Saturday, June 30, 2012

Our Robot Future


It was chaos over Zuccotti Park on the early morning of Nov. 15. New York City policemen surrounded the park in Lower Manhattan where hundreds of activists had been living as part of the nationwide Occupy movement. The 1:00 AM raid followed a court order allowing the city to prohibit camping gear in the privately-owned park.
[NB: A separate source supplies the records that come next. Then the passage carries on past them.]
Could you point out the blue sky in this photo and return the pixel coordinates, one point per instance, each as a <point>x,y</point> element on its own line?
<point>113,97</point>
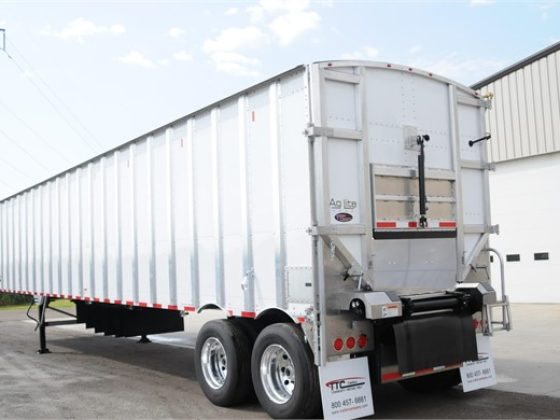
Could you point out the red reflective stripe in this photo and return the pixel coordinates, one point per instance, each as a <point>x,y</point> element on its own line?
<point>386,224</point>
<point>391,376</point>
<point>248,314</point>
<point>447,224</point>
<point>423,371</point>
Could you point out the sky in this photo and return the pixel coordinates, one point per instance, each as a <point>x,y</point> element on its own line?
<point>81,77</point>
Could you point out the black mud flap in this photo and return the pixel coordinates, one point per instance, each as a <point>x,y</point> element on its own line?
<point>435,341</point>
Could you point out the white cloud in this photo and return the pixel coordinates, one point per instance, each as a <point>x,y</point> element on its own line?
<point>263,7</point>
<point>415,49</point>
<point>365,53</point>
<point>235,64</point>
<point>79,29</point>
<point>175,32</point>
<point>136,58</point>
<point>480,2</point>
<point>289,26</point>
<point>458,67</point>
<point>182,56</point>
<point>232,39</point>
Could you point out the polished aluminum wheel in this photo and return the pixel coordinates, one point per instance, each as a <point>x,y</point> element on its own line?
<point>213,361</point>
<point>278,374</point>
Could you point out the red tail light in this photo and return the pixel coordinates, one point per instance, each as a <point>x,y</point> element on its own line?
<point>338,343</point>
<point>362,341</point>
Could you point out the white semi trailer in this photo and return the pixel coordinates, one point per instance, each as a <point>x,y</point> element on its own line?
<point>336,212</point>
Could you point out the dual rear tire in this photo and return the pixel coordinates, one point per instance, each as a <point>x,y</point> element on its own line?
<point>278,367</point>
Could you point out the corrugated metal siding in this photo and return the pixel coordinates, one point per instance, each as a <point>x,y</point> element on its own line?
<point>525,115</point>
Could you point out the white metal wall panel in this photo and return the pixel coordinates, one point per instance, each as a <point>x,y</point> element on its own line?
<point>528,226</point>
<point>525,116</point>
<point>196,212</point>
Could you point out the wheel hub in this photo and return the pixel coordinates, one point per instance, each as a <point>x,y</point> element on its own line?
<point>278,374</point>
<point>213,362</point>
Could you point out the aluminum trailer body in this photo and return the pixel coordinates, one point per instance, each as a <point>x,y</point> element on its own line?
<point>341,195</point>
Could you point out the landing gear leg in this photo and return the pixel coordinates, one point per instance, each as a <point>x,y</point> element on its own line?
<point>42,326</point>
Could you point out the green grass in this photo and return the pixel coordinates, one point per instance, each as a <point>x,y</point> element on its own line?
<point>59,303</point>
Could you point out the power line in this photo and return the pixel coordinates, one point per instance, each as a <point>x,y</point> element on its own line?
<point>36,134</point>
<point>15,168</point>
<point>20,147</point>
<point>52,104</point>
<point>53,92</point>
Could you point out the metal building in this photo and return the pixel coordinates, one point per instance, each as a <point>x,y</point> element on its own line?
<point>525,125</point>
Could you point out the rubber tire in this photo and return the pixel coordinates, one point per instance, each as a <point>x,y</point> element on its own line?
<point>305,401</point>
<point>432,383</point>
<point>237,387</point>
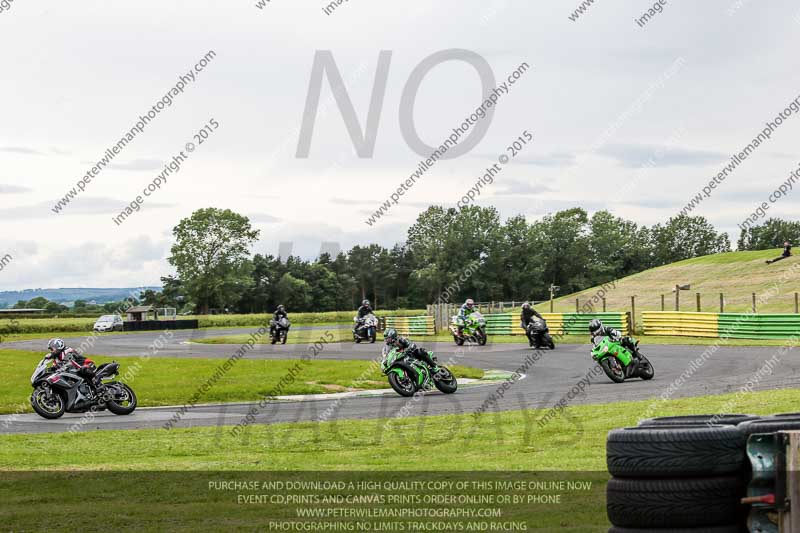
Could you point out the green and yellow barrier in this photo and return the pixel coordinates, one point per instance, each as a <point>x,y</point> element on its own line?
<point>716,325</point>
<point>559,323</point>
<point>411,325</point>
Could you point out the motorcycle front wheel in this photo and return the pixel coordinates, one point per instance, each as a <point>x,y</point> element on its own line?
<point>404,386</point>
<point>48,403</point>
<point>613,369</point>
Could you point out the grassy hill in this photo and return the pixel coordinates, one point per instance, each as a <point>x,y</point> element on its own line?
<point>735,274</point>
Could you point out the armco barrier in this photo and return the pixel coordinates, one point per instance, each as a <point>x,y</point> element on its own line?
<point>158,325</point>
<point>730,325</point>
<point>574,323</point>
<point>411,325</point>
<point>681,324</point>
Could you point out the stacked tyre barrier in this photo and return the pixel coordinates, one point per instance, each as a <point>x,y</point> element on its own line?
<point>685,474</point>
<point>715,325</point>
<point>411,325</point>
<point>559,323</point>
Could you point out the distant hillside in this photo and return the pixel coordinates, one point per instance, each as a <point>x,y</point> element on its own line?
<point>67,296</point>
<point>737,275</point>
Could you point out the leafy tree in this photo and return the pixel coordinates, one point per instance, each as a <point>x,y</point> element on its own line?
<point>772,234</point>
<point>684,237</point>
<point>294,293</point>
<point>211,256</point>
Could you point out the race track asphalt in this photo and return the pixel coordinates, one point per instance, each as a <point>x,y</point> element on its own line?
<point>548,379</point>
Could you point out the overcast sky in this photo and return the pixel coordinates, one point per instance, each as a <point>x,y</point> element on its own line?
<point>602,97</point>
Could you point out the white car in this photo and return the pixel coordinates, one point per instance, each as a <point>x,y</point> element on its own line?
<point>109,323</point>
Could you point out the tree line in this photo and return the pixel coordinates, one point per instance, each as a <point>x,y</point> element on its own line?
<point>448,255</point>
<point>516,260</point>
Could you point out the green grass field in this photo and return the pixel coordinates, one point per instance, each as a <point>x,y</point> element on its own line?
<point>735,274</point>
<point>343,335</point>
<point>166,381</point>
<point>510,441</point>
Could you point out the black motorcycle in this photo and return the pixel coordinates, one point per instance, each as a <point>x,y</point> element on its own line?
<point>365,329</point>
<point>280,330</point>
<point>539,334</point>
<point>59,390</point>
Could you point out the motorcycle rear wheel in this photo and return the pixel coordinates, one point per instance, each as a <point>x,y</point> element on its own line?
<point>123,406</point>
<point>615,371</point>
<point>646,370</point>
<point>445,381</point>
<point>54,408</point>
<point>405,386</point>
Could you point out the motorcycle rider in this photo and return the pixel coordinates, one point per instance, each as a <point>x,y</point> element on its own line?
<point>466,309</point>
<point>365,309</point>
<point>526,317</point>
<point>280,312</point>
<point>63,356</point>
<point>392,338</point>
<point>597,329</point>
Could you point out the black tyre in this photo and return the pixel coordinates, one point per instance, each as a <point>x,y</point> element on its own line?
<point>123,400</point>
<point>674,503</point>
<point>48,403</point>
<point>445,381</point>
<point>718,529</point>
<point>724,420</point>
<point>404,386</point>
<point>675,451</point>
<point>613,369</point>
<point>769,425</point>
<point>646,370</point>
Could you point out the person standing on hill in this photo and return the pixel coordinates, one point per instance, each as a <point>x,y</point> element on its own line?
<point>787,252</point>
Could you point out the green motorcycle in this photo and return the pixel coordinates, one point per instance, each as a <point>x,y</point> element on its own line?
<point>472,328</point>
<point>407,375</point>
<point>618,362</point>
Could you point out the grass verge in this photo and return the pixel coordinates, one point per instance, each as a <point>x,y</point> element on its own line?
<point>172,381</point>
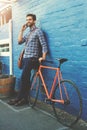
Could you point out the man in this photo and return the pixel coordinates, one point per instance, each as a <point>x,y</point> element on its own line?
<point>33,40</point>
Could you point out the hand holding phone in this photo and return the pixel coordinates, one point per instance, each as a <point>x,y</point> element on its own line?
<point>24,26</point>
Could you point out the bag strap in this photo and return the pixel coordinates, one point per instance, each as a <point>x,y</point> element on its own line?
<point>29,38</point>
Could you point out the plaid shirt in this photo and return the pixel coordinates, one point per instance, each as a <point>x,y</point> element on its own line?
<point>34,41</point>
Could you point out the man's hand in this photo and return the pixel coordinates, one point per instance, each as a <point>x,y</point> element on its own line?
<point>41,59</point>
<point>24,27</point>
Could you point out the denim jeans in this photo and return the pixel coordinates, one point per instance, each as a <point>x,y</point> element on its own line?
<point>28,65</point>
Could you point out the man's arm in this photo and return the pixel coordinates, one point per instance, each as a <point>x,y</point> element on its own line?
<point>20,36</point>
<point>43,44</point>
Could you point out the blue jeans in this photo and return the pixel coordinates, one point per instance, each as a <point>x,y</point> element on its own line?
<point>28,65</point>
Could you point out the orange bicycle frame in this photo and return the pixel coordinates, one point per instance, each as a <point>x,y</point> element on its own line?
<point>57,77</point>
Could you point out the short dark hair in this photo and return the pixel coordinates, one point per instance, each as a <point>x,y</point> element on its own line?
<point>32,15</point>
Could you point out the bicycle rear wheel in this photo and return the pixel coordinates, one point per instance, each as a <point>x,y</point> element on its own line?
<point>69,112</point>
<point>34,90</point>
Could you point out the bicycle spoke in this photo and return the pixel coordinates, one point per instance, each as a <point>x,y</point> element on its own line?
<point>69,112</point>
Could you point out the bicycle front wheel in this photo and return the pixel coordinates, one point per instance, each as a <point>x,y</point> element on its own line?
<point>69,112</point>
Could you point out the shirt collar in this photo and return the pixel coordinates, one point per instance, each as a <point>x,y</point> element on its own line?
<point>33,28</point>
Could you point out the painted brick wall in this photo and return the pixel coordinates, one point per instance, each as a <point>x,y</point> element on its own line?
<point>65,25</point>
<point>4,34</point>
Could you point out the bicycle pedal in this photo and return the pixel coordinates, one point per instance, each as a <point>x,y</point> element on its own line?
<point>47,100</point>
<point>66,102</point>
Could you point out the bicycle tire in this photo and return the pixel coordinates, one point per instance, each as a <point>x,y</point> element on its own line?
<point>34,90</point>
<point>69,112</point>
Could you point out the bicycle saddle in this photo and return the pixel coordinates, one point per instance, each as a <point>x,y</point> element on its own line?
<point>62,60</point>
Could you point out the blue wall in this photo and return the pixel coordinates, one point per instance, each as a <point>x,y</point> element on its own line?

Many protestors resisted and nearly 200 were arrested. Journalists hurrying towards the park reported being illegally barred by police. The crews of two news-choppers–one each from CBS and NBC–claimed they were ordered out of the airspace over Zuccotti Park by the NYPD. Later, NBC claimed its crew misunderstood directions from the control tower. “NYPD cannot, and did not, close air space. Only FAA can do that,” a police spokesperson told Columbia Journalism Review. The FAA said it issued no flight ban.Regardless, the confusion resulted in a de facto media blackout for big media. Just one reporter had the unconstrained ability to get a bird’s-eye view on police action during the height of the Occupy protests. Tim Pool, a 26-year-old independent video journalist, in early December began sending a customized two-foot-wide robot–made by French company Parrot–whirring over the police’s and protestors’ heads. The camera-equipped ‘bot streamed live video to Pool’s smartphone, which relayed the footage to a public Internet stream.If the police ever noticed the diminutive, all-seeing automaton–and there’s no evidence they did–they never did anything to stop it. Unlike CBS and NBC, the boyish Pool, forever recognizable in his signature black knit cap, understood the law. He knew his pioneering drone flights were legal–just barely.

Pool’s robot coup was a preview of the future, as rapid advances in cheap drone technology dovetail with a loosening legal regime that, combined, could allow pretty much anybody to deploy their own flying robot–and all within the next three years. The spread of do-it-yourself robotics could radically change the news, the police, business and politics. And it could spark a sort of drone arms race as competing robot users seek to balance out their rivals.

Imagine police drones patrolling at treetop level down city streets, their cameras scanning crowds for weapons or suspicious activity. “Newsbots” might follow in their wake, streaming live video of the goings-on. Drones belonging to protest groups hover over both, watching the watchers. In nearby zip codes, drones belonging to real estate agents scope out hot properties. Robots deliver pizzas by following the signal from customers’ cell phones. Meanwhile, anti-drone “freedom fighters,” alarmed by the spread of cheap, easy overhead surveillance, take potshots at the robots with rifles and shotguns.

These aren’t just fantasies. All of these things are happening today, although infrequently and sometimes illegally. The only thing holding back the robots is government regulations that have failed to keep up with technology. The regs are due for an overhaul in 2015. That’s the year drones could make their major debut. “Everyone’s ready to do this,” Pool tells ANIMAL. “It’s only going to get crazier.”